Last week I sat with a pastor-friend who shared that one of the most important chapters of ministry ahead would be the burying of the cohort of 80+ year old spinsters in his congregation as they pass away over the next decade or so. It’s a chapter of cheering them on as they reach the bell lap and counting himself among the cloud of witnesses who cheer them home at the finish.
For me, that’s a redefinition of strength. For him and for them.
Paul tells the Corinthians that we shouldn’t become discouraged or lose heart. Though outwardly we may waste away, our spirit inside can be renewed daily and grow ever stronger.
Kings Park and McGillivary Oval are part of my body’s legacy to itself. As I lumbered up hills in Kings Park last Saturday morning that I would not have dignified as hills a couple of decades ago, I realised that those trails, those runners, and that commitment, made deposits in me that are still bearing interest.

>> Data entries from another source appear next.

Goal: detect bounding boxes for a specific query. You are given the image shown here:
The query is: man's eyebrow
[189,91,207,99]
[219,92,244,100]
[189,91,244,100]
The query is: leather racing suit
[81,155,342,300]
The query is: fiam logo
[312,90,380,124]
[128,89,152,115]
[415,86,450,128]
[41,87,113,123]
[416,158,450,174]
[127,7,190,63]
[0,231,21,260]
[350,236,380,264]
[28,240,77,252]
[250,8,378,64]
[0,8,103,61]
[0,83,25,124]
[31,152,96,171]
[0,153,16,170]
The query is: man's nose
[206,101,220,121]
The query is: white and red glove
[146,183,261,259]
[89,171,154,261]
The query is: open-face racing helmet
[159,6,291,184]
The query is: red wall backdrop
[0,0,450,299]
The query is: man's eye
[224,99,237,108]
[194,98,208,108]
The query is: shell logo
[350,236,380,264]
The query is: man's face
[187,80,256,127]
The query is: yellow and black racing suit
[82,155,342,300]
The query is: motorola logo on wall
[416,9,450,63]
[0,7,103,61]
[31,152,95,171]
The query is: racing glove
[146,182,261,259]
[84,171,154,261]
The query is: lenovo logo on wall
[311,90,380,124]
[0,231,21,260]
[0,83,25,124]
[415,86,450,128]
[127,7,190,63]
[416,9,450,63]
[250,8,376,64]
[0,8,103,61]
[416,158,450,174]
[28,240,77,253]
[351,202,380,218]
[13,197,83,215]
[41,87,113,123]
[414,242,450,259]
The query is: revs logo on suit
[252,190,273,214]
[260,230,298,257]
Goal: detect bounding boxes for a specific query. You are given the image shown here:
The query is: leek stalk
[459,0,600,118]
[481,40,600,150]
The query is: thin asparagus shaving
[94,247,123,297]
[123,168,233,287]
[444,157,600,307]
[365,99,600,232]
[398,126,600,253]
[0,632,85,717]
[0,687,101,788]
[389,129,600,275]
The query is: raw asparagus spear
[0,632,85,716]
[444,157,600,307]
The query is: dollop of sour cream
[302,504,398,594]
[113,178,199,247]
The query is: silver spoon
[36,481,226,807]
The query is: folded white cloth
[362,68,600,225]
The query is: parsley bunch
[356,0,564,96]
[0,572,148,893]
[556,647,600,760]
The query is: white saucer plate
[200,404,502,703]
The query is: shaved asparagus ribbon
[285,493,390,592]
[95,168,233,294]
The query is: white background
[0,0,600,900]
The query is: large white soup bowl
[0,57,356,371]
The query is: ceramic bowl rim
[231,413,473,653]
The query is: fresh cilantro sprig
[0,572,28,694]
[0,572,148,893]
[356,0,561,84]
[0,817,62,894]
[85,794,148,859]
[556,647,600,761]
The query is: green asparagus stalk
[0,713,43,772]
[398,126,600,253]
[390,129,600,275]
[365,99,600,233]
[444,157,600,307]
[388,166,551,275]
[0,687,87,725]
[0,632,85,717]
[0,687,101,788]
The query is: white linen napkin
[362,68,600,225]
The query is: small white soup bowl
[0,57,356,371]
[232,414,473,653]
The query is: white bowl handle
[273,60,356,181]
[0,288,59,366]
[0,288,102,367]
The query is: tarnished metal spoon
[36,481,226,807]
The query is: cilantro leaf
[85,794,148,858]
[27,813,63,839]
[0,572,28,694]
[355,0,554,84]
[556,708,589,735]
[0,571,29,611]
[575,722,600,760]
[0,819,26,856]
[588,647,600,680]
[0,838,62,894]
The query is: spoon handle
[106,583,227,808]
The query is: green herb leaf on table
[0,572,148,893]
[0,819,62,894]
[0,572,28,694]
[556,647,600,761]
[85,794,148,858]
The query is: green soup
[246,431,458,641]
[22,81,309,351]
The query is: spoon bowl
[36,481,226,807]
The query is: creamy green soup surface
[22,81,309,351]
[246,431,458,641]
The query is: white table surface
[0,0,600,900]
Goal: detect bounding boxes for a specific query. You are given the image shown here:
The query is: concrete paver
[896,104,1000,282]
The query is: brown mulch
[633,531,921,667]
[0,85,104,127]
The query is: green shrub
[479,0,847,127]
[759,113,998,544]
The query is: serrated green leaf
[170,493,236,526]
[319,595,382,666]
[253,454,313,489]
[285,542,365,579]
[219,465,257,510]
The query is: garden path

Not in the form of low three minute/kilometre warm-downs, but interest nonetheless.
Some of that discipline has demanded tempering with grace, some of it has helped me stretch out humble hands to receive it, yet there’s a acknowledgement that there are larger shouts to come. Greater anthems to sing. Stronger chapters ahead. And they’re not only available to me, but to anyone receiving the free gift of grace and running with endurance the race marked out before them.